Well, if you like that one, how about this one: we have a From MSH
talking directly to a To MSH, with no intermediaries at all.  The
message gets sent successfully, To MSH persists it and commits, To MSH
sends an appropriate acknowledgement to the From MSH, and the From MSH
reports success.  But before the application can read the message, To
MSH catches fire and loses its database and recovery log files, and
there aren't any backups, so the effect is exactly as if the message
had never been delivered to the To MSH at all.

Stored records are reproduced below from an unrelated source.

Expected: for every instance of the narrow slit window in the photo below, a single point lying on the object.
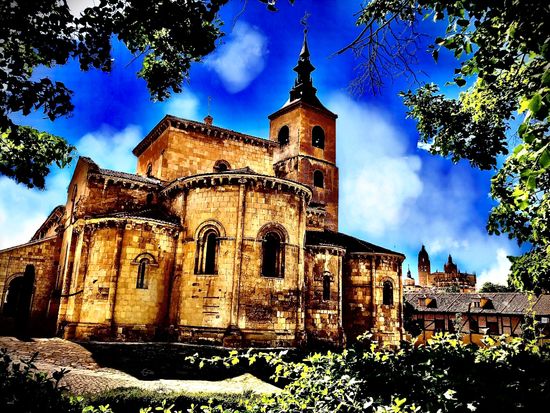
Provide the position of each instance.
(318, 137)
(387, 293)
(142, 273)
(272, 255)
(284, 136)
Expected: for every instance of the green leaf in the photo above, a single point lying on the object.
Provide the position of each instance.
(531, 182)
(535, 103)
(544, 159)
(460, 81)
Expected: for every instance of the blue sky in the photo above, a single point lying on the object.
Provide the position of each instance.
(392, 193)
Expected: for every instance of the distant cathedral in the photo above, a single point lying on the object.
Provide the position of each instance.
(448, 280)
(219, 237)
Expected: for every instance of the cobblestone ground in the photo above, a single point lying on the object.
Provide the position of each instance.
(86, 376)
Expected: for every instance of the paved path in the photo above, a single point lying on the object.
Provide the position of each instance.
(86, 376)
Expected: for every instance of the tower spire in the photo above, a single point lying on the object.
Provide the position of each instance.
(303, 85)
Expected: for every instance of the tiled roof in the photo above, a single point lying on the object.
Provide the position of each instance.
(502, 303)
(150, 214)
(351, 244)
(132, 177)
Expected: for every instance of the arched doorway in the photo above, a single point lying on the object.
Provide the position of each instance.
(18, 298)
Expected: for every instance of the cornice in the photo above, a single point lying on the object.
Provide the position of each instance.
(220, 179)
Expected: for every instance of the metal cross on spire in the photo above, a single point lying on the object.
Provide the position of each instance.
(304, 22)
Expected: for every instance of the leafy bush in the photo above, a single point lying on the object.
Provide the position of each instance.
(23, 389)
(512, 374)
(122, 400)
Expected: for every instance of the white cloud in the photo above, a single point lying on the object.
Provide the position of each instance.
(111, 149)
(395, 199)
(185, 105)
(498, 274)
(378, 179)
(239, 61)
(23, 210)
(77, 6)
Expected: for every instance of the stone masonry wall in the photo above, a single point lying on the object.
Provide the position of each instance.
(323, 316)
(104, 298)
(363, 297)
(265, 310)
(179, 153)
(44, 256)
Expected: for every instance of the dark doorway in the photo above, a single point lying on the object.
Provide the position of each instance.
(18, 299)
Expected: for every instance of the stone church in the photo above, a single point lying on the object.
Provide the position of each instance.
(219, 237)
(451, 279)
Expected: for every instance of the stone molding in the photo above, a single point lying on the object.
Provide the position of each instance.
(332, 249)
(92, 224)
(123, 181)
(218, 179)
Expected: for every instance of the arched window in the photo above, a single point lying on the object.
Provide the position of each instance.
(387, 294)
(318, 179)
(206, 260)
(144, 261)
(272, 255)
(221, 166)
(142, 272)
(284, 135)
(318, 137)
(326, 287)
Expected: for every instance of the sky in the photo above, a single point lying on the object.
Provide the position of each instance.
(392, 192)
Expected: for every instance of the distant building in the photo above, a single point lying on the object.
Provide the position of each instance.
(219, 237)
(448, 280)
(476, 315)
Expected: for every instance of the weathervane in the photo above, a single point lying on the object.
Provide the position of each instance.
(304, 23)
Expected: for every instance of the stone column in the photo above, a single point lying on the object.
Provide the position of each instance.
(237, 267)
(113, 283)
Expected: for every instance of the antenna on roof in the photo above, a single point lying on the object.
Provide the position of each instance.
(209, 119)
(303, 21)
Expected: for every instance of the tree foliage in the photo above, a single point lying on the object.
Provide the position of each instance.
(443, 376)
(502, 49)
(168, 34)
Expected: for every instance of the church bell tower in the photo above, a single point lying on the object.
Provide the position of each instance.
(306, 133)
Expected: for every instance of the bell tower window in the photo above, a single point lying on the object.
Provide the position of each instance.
(318, 179)
(326, 287)
(318, 137)
(387, 294)
(284, 136)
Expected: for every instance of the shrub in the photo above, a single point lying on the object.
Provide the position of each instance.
(23, 389)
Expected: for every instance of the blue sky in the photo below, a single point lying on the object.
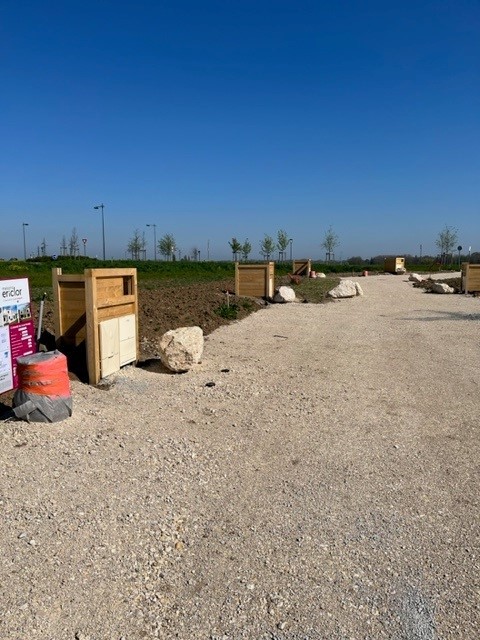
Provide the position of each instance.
(214, 119)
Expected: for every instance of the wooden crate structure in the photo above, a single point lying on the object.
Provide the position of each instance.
(97, 311)
(394, 265)
(470, 277)
(302, 267)
(256, 280)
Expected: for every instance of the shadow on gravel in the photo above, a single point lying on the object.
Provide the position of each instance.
(155, 365)
(446, 315)
(416, 616)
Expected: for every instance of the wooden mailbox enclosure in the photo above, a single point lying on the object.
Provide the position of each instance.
(83, 306)
(256, 280)
(394, 265)
(470, 277)
(302, 267)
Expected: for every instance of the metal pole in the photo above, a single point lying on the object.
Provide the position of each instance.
(24, 224)
(101, 206)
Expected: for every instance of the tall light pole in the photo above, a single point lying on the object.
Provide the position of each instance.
(154, 240)
(24, 224)
(101, 206)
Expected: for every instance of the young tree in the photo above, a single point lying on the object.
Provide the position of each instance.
(135, 245)
(246, 249)
(446, 241)
(236, 247)
(167, 246)
(282, 243)
(267, 246)
(329, 243)
(73, 244)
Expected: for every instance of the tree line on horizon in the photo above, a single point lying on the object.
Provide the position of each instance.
(446, 242)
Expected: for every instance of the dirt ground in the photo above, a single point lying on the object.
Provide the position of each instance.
(163, 307)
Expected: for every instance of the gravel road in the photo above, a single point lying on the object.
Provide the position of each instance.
(324, 487)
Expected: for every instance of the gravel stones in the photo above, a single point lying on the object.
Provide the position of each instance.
(333, 472)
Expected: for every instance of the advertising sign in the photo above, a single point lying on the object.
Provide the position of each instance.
(17, 333)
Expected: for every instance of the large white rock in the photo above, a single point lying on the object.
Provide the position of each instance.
(441, 287)
(346, 289)
(181, 348)
(284, 294)
(414, 277)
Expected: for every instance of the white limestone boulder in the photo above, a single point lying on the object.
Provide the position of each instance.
(346, 289)
(284, 294)
(441, 287)
(181, 348)
(414, 277)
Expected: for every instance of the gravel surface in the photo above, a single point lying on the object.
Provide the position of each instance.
(324, 487)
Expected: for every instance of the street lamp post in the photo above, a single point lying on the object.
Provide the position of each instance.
(154, 240)
(101, 206)
(24, 224)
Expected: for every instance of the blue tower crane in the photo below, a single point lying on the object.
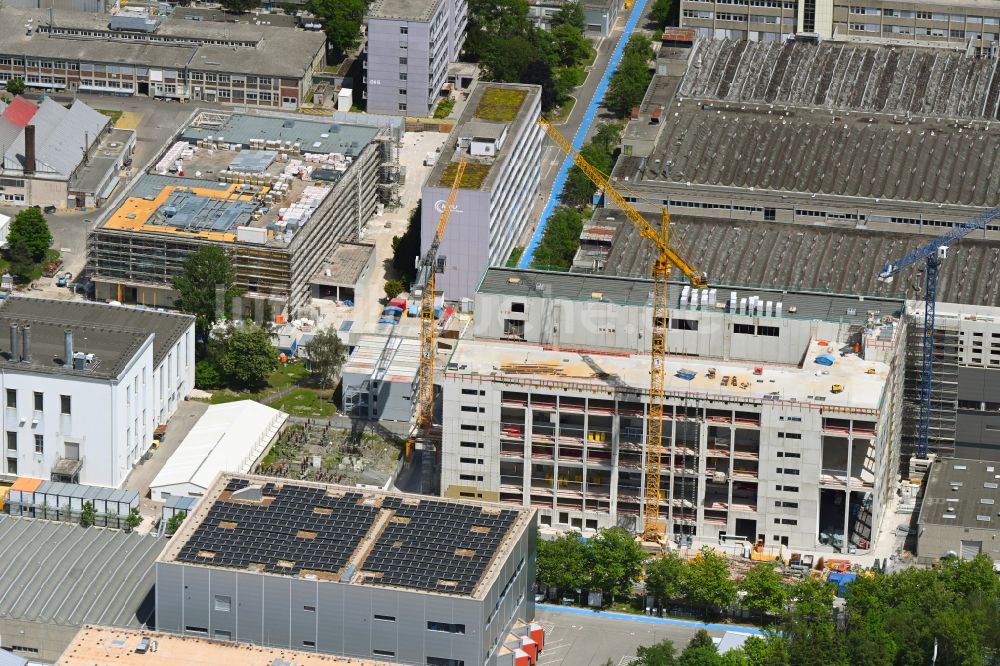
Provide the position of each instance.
(933, 254)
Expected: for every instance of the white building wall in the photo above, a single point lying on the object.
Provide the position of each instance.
(112, 420)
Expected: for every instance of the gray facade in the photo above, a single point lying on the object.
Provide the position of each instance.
(360, 618)
(488, 220)
(977, 431)
(782, 458)
(958, 514)
(409, 48)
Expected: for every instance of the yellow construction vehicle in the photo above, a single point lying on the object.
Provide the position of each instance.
(666, 257)
(428, 336)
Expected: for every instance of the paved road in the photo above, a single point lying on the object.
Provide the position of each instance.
(552, 157)
(580, 637)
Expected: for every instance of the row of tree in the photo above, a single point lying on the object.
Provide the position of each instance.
(900, 619)
(239, 356)
(511, 48)
(629, 82)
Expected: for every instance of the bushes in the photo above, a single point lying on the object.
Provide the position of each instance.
(560, 240)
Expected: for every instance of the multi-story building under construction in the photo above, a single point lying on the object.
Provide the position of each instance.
(783, 409)
(276, 193)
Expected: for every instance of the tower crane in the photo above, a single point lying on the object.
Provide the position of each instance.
(932, 254)
(666, 258)
(427, 268)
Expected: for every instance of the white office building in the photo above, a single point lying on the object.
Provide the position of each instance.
(85, 385)
(498, 137)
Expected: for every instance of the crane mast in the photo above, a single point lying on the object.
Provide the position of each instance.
(666, 259)
(932, 254)
(428, 336)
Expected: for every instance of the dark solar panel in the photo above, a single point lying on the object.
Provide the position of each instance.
(432, 545)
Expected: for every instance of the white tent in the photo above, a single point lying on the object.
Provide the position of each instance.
(228, 438)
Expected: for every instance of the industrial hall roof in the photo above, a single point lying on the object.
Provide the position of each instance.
(857, 122)
(315, 531)
(802, 257)
(59, 574)
(113, 334)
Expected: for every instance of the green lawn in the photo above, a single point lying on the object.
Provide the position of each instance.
(281, 378)
(500, 104)
(114, 114)
(306, 403)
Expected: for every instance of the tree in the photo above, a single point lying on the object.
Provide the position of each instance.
(706, 581)
(88, 515)
(560, 240)
(174, 522)
(248, 356)
(562, 562)
(342, 22)
(616, 560)
(570, 14)
(570, 45)
(15, 86)
(406, 249)
(765, 593)
(538, 72)
(326, 356)
(29, 238)
(665, 578)
(629, 82)
(660, 12)
(661, 654)
(134, 519)
(809, 628)
(767, 650)
(393, 288)
(238, 6)
(207, 287)
(700, 651)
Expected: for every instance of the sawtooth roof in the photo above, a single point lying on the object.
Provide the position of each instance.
(808, 258)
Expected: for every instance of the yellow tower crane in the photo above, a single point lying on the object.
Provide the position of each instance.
(425, 283)
(666, 257)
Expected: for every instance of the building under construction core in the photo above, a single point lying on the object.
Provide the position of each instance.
(278, 194)
(783, 408)
(874, 137)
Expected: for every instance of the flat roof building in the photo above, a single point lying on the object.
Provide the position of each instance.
(959, 513)
(87, 384)
(277, 193)
(973, 25)
(105, 645)
(59, 577)
(782, 419)
(147, 55)
(229, 437)
(389, 576)
(410, 44)
(498, 137)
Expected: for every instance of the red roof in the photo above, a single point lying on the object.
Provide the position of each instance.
(20, 111)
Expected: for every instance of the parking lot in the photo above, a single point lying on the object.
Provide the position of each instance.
(580, 637)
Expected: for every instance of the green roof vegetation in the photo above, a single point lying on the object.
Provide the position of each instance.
(500, 104)
(472, 179)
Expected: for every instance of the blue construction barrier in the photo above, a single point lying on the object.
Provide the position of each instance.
(581, 133)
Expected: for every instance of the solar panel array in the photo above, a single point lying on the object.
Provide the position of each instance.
(265, 535)
(427, 545)
(438, 546)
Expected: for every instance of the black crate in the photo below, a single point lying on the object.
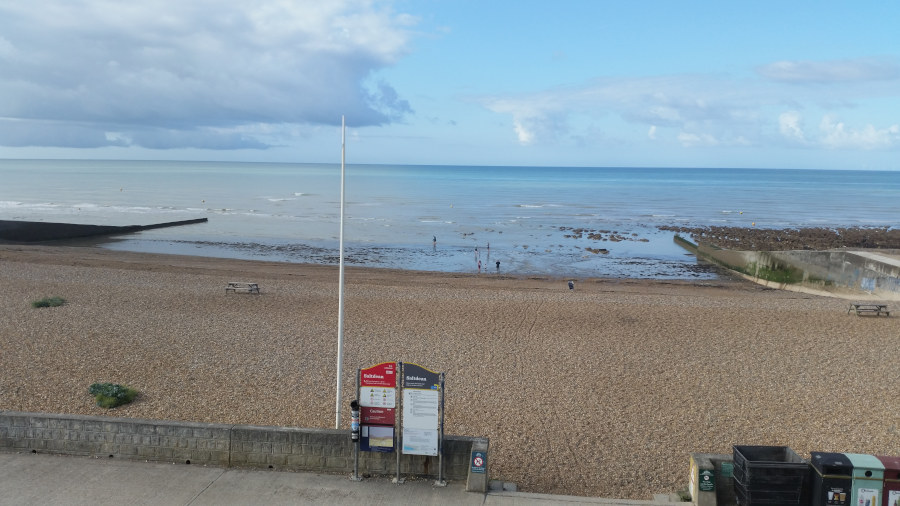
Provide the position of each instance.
(763, 497)
(769, 475)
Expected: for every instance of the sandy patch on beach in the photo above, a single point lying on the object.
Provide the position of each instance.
(601, 391)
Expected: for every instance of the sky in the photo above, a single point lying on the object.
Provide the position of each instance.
(768, 84)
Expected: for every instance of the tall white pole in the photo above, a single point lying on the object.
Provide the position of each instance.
(340, 365)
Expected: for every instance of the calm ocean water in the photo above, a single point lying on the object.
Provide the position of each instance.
(526, 215)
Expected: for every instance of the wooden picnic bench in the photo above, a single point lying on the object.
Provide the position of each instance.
(242, 286)
(869, 309)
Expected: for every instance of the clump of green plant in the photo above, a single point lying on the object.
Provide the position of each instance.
(110, 395)
(49, 302)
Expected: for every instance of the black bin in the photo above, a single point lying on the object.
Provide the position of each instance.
(766, 475)
(832, 475)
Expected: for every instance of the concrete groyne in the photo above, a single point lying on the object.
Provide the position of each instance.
(844, 273)
(39, 231)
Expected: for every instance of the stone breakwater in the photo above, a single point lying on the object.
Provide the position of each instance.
(602, 391)
(813, 238)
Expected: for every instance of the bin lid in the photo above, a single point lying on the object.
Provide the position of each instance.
(866, 466)
(891, 467)
(827, 463)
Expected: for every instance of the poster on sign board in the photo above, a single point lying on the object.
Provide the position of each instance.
(421, 409)
(420, 442)
(377, 397)
(376, 438)
(416, 376)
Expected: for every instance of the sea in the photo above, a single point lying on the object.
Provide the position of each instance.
(566, 222)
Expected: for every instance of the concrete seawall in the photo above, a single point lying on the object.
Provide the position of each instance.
(850, 274)
(277, 448)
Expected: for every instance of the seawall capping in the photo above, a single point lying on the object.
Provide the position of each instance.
(222, 445)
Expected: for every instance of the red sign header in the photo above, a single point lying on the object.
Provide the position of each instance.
(381, 375)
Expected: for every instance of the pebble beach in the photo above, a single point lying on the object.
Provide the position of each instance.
(599, 391)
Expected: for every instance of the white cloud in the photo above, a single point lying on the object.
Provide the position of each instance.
(837, 135)
(789, 126)
(168, 73)
(830, 71)
(690, 140)
(707, 110)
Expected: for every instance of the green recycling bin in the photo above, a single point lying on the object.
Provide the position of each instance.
(831, 475)
(868, 480)
(891, 480)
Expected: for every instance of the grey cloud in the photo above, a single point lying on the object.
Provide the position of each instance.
(165, 73)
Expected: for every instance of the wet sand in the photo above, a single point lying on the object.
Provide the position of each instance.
(599, 391)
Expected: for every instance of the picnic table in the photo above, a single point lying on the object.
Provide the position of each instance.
(869, 309)
(242, 286)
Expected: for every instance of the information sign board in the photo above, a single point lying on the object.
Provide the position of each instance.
(377, 416)
(479, 462)
(376, 438)
(377, 397)
(416, 376)
(381, 375)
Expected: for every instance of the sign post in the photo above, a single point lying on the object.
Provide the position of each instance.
(377, 405)
(422, 427)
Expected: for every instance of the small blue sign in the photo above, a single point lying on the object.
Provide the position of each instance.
(479, 462)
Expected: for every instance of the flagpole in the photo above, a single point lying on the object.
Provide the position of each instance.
(340, 364)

The answer is that "MSH X catches fire and suffers an irrecoverable
total media failure" is not part of our failure model.  (Nor is
catastrophic byzantine CPU failure, as I've been pointing out.)  We do
not claim to be reliable in face of that.  (Nor does anybody else who
is trying to do anything like what we're doing!)  A message passing
system of the kind we're talking about needs to have a persistent
transactional store that it can depend on.  So there are two possible
answers:

(1) Catching fire and total irrecoverable media failure is so rare
that we don't care about it.  (And please don't tell me that there's
no degree of rareness so small that we don't care about it.  Clearly
there is some such limit.  Take the probability that you will be hit
by an H-bomb sometime during your life, divide by one million, and
certainly we don't have to worry about a hazard with that
probability.)

(2) Serious users make this failure unlikely, by using redundant
disks, sufficient backups with offsite storage, and so on.